The empty posturing of the US Congress and its ultimate capitulation to the Treasury, The Federal Reserve, the IMF, the WTO, and finally the Chinese government left little to the imagination as to who was really in charge of the ballooning US trade and budget deficits and balance of payments. And five years later we find the same stage management and actors on the same set, Lindsey Graham and Charles Schumer engaging in the same stale and tired posturing. Little mentioned is the obvious fact that any devaluation of the Yuan/Renminbi runs headlong into economic complexities which disallow any so simple a solution as a mere currency revaluation. First of all, as one commentator recently averred, "the Chinese own the United States" and there will most likely be no appreciable revaluation of the Chinese currency due as well to the endemic Chinese propensity for resisting foreign pressure and influence in its domestic affairs, especially when it holds all the trump cards, mostly in the way of $2.27 T in foreign reserves , a majority of which are in the form of US Treasuries. Secondly as spoken of above, according to 1979 IMF article IV, the IMF itself is the enforcer on any issue of exchange rates through the mechanism of its SDR (Special Drawing Rights). Any IMF country is bound to seek IMF approval if the country in question desires to change par value compared to the US$ with the establishment of SDR "freely" determined exchange rates.

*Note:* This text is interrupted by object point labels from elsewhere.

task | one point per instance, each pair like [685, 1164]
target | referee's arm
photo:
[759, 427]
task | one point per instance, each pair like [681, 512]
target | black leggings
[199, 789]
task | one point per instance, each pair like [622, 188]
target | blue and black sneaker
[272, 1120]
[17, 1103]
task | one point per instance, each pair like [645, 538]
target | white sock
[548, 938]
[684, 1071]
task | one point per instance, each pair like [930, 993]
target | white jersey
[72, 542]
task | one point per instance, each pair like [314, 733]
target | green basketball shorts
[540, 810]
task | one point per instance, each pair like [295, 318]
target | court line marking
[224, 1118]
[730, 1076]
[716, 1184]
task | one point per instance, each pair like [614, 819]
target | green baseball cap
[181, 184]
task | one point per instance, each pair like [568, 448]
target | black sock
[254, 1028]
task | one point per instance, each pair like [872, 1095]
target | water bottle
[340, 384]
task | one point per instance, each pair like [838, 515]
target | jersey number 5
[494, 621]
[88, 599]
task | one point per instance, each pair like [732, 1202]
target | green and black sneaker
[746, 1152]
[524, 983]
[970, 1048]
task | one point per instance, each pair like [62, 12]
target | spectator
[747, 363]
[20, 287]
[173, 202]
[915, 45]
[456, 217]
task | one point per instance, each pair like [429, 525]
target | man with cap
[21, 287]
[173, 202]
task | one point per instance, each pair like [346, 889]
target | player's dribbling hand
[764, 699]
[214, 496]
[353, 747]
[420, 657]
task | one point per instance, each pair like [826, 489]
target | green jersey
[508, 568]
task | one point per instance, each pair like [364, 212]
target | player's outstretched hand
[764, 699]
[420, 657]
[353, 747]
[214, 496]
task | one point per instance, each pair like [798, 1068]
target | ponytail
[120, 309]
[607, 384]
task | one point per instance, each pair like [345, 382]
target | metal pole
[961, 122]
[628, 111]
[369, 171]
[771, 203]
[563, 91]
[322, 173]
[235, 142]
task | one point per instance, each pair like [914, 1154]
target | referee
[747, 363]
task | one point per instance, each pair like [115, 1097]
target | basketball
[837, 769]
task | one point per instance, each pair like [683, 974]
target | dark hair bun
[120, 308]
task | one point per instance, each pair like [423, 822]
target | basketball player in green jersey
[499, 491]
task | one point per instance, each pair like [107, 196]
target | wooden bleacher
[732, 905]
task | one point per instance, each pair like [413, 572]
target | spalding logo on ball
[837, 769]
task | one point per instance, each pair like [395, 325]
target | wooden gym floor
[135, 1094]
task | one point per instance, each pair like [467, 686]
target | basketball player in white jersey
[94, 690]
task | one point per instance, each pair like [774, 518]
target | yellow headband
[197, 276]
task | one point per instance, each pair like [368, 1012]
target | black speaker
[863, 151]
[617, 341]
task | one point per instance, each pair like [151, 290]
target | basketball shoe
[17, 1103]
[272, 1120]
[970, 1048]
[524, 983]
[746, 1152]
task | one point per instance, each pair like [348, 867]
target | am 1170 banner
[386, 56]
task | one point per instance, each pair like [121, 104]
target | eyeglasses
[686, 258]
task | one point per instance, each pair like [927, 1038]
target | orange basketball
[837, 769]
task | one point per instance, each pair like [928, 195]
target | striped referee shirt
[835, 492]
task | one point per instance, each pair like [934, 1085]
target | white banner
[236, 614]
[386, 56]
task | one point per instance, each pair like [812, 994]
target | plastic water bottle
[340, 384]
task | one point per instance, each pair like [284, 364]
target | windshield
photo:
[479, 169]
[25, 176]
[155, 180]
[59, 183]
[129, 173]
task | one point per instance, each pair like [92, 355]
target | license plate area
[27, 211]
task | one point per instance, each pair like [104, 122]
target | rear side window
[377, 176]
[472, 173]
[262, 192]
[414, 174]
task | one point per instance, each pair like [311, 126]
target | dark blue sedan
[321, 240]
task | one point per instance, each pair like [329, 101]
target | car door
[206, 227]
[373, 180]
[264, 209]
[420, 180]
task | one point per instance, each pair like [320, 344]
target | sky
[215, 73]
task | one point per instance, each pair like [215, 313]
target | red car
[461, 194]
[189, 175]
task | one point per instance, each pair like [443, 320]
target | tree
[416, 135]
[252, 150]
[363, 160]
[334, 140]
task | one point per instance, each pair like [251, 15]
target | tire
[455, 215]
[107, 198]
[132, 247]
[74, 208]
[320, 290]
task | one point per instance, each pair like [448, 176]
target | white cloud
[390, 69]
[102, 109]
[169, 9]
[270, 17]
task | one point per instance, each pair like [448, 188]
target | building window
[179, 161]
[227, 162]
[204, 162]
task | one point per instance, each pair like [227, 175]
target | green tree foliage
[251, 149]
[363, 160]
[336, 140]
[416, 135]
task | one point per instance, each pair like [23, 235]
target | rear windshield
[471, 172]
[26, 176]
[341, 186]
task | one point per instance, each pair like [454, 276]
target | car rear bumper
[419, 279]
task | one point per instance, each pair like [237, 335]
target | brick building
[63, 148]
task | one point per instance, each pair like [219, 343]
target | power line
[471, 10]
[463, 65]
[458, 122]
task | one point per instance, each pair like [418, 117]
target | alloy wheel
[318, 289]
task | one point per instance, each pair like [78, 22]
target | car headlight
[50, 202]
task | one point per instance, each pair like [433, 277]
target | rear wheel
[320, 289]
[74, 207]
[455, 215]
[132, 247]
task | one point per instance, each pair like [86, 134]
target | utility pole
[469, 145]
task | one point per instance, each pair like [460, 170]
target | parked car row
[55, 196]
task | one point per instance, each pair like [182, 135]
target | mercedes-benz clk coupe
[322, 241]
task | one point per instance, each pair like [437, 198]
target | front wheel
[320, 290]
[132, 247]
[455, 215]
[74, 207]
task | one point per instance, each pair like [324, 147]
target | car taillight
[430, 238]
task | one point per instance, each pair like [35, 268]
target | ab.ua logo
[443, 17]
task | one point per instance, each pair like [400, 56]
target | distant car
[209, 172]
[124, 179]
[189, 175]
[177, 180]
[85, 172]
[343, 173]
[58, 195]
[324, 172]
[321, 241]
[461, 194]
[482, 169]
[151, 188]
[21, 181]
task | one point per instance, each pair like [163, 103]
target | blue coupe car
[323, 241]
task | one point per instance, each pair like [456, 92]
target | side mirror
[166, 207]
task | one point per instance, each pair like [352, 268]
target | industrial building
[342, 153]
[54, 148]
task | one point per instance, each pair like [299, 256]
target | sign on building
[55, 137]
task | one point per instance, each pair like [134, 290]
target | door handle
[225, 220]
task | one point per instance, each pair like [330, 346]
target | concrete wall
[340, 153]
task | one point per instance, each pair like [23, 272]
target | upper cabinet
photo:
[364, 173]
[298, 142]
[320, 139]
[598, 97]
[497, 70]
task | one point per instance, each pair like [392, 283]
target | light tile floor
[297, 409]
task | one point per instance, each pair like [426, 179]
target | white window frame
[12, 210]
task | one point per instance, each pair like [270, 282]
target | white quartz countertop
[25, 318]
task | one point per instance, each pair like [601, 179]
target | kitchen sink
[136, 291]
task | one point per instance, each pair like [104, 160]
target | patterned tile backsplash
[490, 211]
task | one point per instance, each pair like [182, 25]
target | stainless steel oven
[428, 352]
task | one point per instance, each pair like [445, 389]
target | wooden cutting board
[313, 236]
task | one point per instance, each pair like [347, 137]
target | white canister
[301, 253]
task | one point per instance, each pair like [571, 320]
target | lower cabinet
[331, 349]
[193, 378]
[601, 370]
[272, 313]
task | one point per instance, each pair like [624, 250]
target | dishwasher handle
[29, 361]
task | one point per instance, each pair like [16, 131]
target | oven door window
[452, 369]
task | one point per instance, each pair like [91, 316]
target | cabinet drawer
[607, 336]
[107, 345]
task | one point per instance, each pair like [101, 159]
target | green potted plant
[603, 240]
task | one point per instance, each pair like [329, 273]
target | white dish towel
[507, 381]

Of course the now rapidly deflating US housing bubble could not have been effected without the intervention by Mr. Greenspan and the Federal Reserve in the way of the now infamous Greenspan Put and aggressive loose monetary policies accomplished by the Maestro during his tenure at the Federal Reserve but most dramatically from the dawning of the new millennium onwards with the critical participation of the Chinese and their massive purchase of US Treasury bonds and the "vast recycling of insupportable US deficits by China and other creditor nations" In effect Greenspan exported US inflationary policies into the international markets and in the process fueled globalization and helped create the new economic engine in China and SouthEast Asia. Without the acquisition by China of US$ through US securities, higher interest rates would be inevitable and with that the end of the Greeenspan housing bubble. It has been suggested that Greenspan and Federal Reserve's interest rate manipulation concommittant with massive injections of liquidity have radically disrupted the natural K-Wave cycles, artificially extending the summer cycle with drastic and dire consequences for the US and World economies which are now plunging headlong into a grotesquely exaggerated and horrendously distorted K-Wave winter cycle. See Prophets, Profits and Loss on Kushmonster.

In the present US/Sino totentanz, which seems to be entering into a fast paced crescendo begging for an ultimate denouément, the Chinese have once again parlayed their previous 2+% "revaluation" and once again have promised further and significant revaluations in the future. They, along with the Japanese, have pared their purchases of US Treasuries, requiring further vast monetization of the US debt by the Federal Reserve and a host of back door and shadowy buyers. Schemer and Graham's Punch and Judy show going on in Washington regarding Yuan revaluation is, as in 2005, just so much window dressing designed to impress a credulous American populace that there really is somebody at the wheel and rudder of the ship of state in control of economic policy. In reality the US government long ago ceded any authority or responsibility for credible economic policy to an international economic order predicated on the exportation of american industry and intellectual property, the subsequent decimation of its productive employment base, the devaluation and elimination of its world reserve currency in service to impossible and unsustainable levels of debt, and the employment of its endemic chauvinistic military adventurism as a mercenary police force in service to international drug cartels and global corporate interests. Trade war? The bad actors in Washington could only hope for such a sanguine outcome to what can only properly be described as an already accomplished national capitulation.